Bruce Springsteen intuitively knows when America needs a musical tonic to face a crisis. He did it during the 80s (Born in the USA), after 9/11 (The Rising) and now as the country climbs out of a near-depression. Springsteen again offers hopeful music with big rallying hooks of melody and a charging beat. He also thankfully avoids polemics and instead asks everyone to equally help the less fortunate. Like a latter-day Woody Guthrie, Springsteen sees both the promise of America and seeks to redress its wrongs through song.
Paul Weller is as celebrated in England as Bruce Springsteen is in America. “The Modfather” of punk led The Jam and The Style Council before he went solo 20 years ago. This release is a varied and striking set and another instant classic. Sonik Kicks features long, trippy tracks with a kinship to Traffic, mixed with more melodic and harder-edged rock songs. Weller is clearly in a great place musically—perhaps England’s most talented and influential post-60s musical artist.

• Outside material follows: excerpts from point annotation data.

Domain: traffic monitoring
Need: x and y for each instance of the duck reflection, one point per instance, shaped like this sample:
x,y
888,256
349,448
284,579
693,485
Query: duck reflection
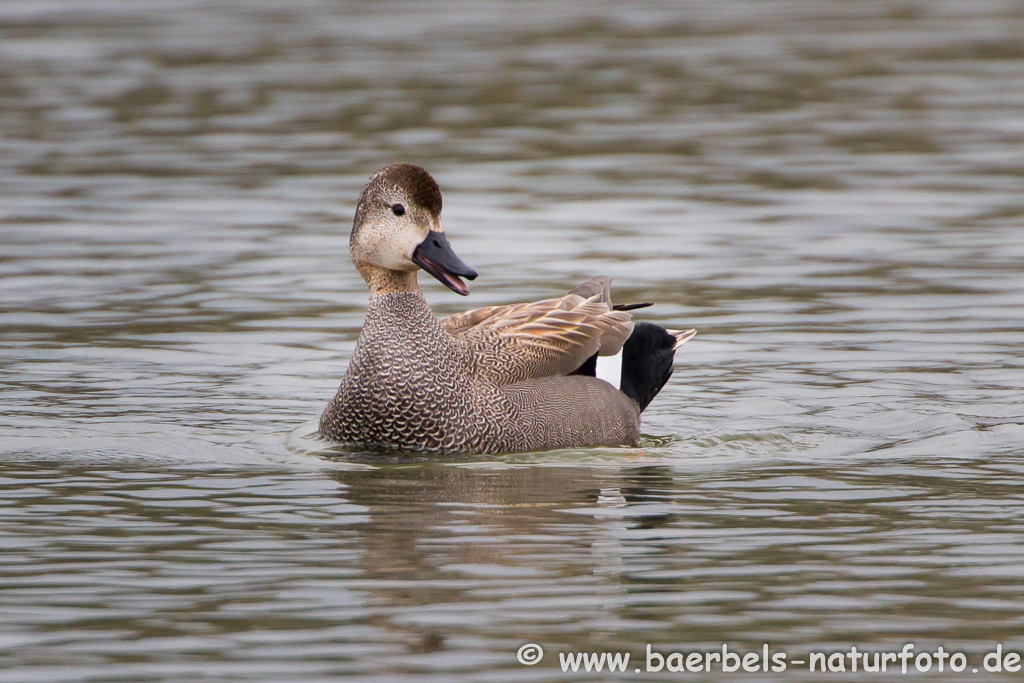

Dr. John (Malcolm John “Mac” Rebennack, Jr.) makes his most relevant album in years with the help of Dan Auerbach from The Black Keys. Auerbach adds a heavier rock beat to the overall sound and Mr. Rebennack plays mostly electric keyboards. Strangely enough, an artist most associated with New Orleans and a producer associated with rock recorded an album in Nashville, with the results being distinctly r&b. Dr. John (aka “The Night Tripper”) remains one of the most essential American musical artists of the past 40-plus years.
Florence + the Machine
Florence Welch and a lower torque version of her Machine do not lose any of their power and majesty on this MTV live unplugged recording. Hearing songs from the group’s short but illustrious career all in one sitting is exhilarating. Welch’s influences are all on display, including Grace Slick, Kate Bush, Annie Haslam, Stevie Nicks and even Patti Smith. The group’s discography includes just two albums, but it is yet another major UK band.
Scars & Stories
The Fray won’t be singing the national anthem at Citi Field or Yankee Stadium anytime soon. But the group’s recent “alternative” rendition shouldn’t deter their bid as one of the best American bands on the scene today. The group goes through a painstaking writing and recording process between albums, ensuring each new release is better than the last. The Fray finds the elusive place between big rock anthems and introspective and heartfelt songs. There isn’t a bad track on this album.